Tom's mom Krystina tried, she spent time with us and she really tried to be there for us. It does not make me feel good that I will be leaving Markus with Tom and his sister. I hate that his sister is moving in because I don't particularly like her. I find her to be a young 24 yr old who is the most selfish person I have ever met. It is hard when you do not get a long with the family in law. It does affect the relationship with Tom. He and his family have lived an isolated life, where they preached how important family is. Yet, they can't let go of him and he can't let go of them but he is trying with me. I woke up this morning, thinking about this in my head and it goes in a circle racing round and round like a spinning wheel in my head and it drives me crazy. Tom's family was rude on sunday and I know I get along with my sister's husbands family very well. Roger, my brother in law, his family have been very good to me when I was pregnant and with Markus after he was born. My own in laws want nothing to do with my side of the family. They hurt me a lot. Now, the relationship is tainted. It makes me sick that Tom and I have gone to counselling for over a year and it is to talk about how his family is ruining our relationship because his dad and mom give unasked for advice, we see them once ever week end or second week end and his dad is a bit of a bully.
I wished my mom could have been here for Markus's second birthday. I love my son so much and to think that that family that I married into unfortunately could have an influence over him bothers me. I do have to let go a bit myself. He is my son and nothing will change that.
Another disappointment came yesterday, when the mother of the kids I sit for called and said that the kids will no longer be coming and she will pay me today. I was hoping that I could give the kids cake today and hamburgers and so something nice with them so that they can celebrate Markus's birthday as well. I would have liked the chance to say good bye. I did not even get that. They are going to their cousins today and from now on. I would have liked Markus to have been able to say good bye. I don't know if Markus thinks that they are coming today. I don't know if Markus will internalize it. I tried to explain it to him last night. I do not even know what he remembers and how far back.
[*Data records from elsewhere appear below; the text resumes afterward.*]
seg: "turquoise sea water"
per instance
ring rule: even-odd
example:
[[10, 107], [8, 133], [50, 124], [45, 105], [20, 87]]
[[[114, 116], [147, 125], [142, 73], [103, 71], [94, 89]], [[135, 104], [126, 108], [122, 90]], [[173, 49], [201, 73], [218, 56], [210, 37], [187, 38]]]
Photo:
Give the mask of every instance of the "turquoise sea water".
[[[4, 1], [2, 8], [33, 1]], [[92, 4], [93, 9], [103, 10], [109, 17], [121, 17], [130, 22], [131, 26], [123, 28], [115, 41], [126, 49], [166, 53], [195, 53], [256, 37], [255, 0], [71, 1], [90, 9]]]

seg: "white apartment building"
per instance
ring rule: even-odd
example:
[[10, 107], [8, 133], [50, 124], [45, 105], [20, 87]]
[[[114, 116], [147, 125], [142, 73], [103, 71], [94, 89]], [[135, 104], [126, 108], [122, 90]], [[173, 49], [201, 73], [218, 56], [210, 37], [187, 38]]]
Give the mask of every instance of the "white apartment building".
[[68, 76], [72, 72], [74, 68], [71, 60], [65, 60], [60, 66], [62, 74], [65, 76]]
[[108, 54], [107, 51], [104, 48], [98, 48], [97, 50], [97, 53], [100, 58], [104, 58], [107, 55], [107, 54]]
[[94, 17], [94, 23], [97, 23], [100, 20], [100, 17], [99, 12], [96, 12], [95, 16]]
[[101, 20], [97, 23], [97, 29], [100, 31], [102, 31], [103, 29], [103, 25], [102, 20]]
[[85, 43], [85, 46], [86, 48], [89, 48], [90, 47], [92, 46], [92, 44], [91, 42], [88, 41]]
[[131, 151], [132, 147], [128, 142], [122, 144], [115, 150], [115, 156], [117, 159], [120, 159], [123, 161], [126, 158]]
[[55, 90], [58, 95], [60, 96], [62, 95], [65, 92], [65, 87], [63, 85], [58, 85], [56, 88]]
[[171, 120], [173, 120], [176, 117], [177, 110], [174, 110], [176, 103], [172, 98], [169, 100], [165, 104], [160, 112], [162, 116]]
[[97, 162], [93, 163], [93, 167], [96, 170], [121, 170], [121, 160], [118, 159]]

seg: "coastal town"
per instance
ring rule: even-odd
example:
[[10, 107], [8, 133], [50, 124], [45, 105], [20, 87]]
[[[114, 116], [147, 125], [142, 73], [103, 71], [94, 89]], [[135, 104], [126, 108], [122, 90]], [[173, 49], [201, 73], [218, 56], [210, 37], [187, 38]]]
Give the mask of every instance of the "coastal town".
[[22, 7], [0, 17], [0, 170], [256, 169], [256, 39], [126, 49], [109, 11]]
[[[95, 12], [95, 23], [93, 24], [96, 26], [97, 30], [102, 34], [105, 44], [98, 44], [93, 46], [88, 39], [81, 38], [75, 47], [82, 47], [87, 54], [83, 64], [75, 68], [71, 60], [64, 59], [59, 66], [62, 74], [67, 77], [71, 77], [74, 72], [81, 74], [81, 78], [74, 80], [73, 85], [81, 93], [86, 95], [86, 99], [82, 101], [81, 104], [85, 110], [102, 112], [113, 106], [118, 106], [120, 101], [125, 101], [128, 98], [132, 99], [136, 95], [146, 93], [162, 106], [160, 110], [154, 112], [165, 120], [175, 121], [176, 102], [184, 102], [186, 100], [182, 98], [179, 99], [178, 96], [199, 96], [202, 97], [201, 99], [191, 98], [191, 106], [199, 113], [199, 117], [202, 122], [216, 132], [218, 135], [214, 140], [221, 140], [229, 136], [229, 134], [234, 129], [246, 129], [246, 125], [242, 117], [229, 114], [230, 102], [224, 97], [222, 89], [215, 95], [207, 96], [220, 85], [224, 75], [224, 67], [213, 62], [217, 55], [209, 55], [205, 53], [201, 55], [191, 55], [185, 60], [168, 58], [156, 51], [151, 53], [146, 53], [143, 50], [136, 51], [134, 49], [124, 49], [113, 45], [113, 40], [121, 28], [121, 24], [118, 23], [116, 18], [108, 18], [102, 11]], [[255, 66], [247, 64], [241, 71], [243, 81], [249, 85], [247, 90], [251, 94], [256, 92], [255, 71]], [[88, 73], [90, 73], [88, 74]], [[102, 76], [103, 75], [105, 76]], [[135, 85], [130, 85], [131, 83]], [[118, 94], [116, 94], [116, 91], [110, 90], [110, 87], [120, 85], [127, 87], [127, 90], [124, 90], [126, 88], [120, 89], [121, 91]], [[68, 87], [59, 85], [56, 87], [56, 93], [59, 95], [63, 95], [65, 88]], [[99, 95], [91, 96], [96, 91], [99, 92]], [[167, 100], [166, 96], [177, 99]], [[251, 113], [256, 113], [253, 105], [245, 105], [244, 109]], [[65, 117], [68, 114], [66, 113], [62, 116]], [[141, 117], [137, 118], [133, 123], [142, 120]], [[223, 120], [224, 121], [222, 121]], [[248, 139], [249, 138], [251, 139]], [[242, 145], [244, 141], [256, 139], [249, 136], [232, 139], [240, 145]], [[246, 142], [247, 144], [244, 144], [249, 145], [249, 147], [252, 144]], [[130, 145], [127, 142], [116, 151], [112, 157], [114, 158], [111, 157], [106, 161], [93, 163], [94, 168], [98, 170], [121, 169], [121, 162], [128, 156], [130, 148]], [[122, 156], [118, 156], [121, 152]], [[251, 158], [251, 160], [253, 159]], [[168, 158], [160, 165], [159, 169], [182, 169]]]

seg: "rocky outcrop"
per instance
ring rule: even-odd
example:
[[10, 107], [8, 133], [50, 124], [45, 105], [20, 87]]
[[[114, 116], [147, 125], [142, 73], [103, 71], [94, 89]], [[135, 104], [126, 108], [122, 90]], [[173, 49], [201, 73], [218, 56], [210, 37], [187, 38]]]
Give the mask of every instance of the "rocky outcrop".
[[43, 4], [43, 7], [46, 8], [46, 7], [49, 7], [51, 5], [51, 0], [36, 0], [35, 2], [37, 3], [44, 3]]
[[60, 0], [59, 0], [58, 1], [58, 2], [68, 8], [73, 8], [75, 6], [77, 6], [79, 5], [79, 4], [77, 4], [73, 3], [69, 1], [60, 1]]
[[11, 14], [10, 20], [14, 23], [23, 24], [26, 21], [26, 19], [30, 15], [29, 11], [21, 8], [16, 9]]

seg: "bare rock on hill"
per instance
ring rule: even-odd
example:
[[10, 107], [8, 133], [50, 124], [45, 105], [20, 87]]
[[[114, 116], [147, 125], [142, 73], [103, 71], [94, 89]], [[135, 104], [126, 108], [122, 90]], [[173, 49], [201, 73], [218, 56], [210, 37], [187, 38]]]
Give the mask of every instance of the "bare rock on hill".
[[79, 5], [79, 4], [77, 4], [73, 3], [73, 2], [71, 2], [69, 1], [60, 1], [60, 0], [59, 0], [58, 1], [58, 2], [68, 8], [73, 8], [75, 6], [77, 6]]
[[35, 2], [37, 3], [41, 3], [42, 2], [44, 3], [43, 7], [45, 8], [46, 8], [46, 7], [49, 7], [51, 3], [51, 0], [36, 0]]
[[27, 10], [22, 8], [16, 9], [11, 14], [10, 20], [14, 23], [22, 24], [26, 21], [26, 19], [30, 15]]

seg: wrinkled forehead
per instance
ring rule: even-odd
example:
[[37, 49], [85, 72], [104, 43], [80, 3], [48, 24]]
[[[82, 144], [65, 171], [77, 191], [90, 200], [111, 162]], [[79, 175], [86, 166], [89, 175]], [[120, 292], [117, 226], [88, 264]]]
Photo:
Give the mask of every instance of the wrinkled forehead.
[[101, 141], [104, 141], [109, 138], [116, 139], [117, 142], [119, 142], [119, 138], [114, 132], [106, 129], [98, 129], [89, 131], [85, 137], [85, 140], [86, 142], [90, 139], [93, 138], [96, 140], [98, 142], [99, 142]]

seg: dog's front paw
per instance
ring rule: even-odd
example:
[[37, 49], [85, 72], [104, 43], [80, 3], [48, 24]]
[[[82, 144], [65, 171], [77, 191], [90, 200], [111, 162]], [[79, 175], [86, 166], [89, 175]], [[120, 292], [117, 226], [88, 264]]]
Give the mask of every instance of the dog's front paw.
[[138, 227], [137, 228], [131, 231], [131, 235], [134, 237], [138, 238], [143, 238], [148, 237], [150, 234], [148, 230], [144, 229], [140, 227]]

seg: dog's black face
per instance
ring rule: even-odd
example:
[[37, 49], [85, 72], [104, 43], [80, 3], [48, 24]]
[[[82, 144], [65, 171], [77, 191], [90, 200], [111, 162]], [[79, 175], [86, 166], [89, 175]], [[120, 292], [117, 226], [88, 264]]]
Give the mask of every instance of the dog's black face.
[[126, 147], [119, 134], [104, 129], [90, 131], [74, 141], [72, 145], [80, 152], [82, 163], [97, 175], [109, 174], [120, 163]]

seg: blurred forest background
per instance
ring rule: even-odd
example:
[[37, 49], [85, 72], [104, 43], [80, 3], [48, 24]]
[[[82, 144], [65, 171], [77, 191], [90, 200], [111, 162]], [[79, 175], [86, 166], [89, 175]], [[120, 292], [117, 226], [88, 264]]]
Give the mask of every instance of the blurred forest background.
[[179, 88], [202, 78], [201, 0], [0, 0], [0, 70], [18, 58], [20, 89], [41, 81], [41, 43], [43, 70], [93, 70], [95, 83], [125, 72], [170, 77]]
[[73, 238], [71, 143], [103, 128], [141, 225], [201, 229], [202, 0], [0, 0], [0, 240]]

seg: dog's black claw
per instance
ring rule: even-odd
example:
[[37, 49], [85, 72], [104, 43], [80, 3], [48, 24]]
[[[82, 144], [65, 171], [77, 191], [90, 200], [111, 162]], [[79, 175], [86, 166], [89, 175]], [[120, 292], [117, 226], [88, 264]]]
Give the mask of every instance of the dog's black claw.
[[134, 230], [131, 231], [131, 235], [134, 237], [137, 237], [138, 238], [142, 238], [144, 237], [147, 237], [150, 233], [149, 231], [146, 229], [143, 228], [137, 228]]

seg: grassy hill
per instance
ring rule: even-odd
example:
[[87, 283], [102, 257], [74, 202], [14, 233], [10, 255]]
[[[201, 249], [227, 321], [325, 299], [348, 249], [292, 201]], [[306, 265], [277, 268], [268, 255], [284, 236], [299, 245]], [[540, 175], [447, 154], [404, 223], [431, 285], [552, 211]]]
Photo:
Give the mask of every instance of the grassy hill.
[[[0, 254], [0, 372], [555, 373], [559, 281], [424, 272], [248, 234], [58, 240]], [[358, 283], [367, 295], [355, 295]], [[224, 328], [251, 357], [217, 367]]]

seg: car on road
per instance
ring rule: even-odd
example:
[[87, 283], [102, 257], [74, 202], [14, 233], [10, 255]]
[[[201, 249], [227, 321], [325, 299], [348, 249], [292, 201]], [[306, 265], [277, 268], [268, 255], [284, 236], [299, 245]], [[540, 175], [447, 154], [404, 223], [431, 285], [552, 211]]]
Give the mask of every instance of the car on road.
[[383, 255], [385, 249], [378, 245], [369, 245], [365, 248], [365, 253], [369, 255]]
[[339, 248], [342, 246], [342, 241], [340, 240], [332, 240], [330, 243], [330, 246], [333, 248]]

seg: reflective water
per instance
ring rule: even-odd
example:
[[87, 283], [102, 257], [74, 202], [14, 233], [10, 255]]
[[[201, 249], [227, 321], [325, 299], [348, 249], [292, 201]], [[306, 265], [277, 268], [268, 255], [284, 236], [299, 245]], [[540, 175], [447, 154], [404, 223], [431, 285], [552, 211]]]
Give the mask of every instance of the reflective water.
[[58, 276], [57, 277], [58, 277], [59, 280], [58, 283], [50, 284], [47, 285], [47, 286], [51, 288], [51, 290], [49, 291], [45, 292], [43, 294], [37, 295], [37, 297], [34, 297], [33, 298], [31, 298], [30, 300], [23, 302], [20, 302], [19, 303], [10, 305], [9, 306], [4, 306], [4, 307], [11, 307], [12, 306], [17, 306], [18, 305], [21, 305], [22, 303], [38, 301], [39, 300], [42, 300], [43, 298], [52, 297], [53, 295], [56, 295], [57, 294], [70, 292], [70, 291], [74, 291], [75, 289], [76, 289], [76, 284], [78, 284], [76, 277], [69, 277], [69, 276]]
I think that children are like dogs in a way, they expect something, they know something is not right. They look for patterns.
I am feeling down today, but my math course starts today and my tuition fees for the first term are due as well. I would also like to call Magda and see her. I have to try not to take things personally, but I am disappointed that after Magda came back from Poland she has not made an effort to see me and she has been back for almost two weeks. It just makes me insecure to leave Markus with her now.
I will call her and see if she is able to see me today.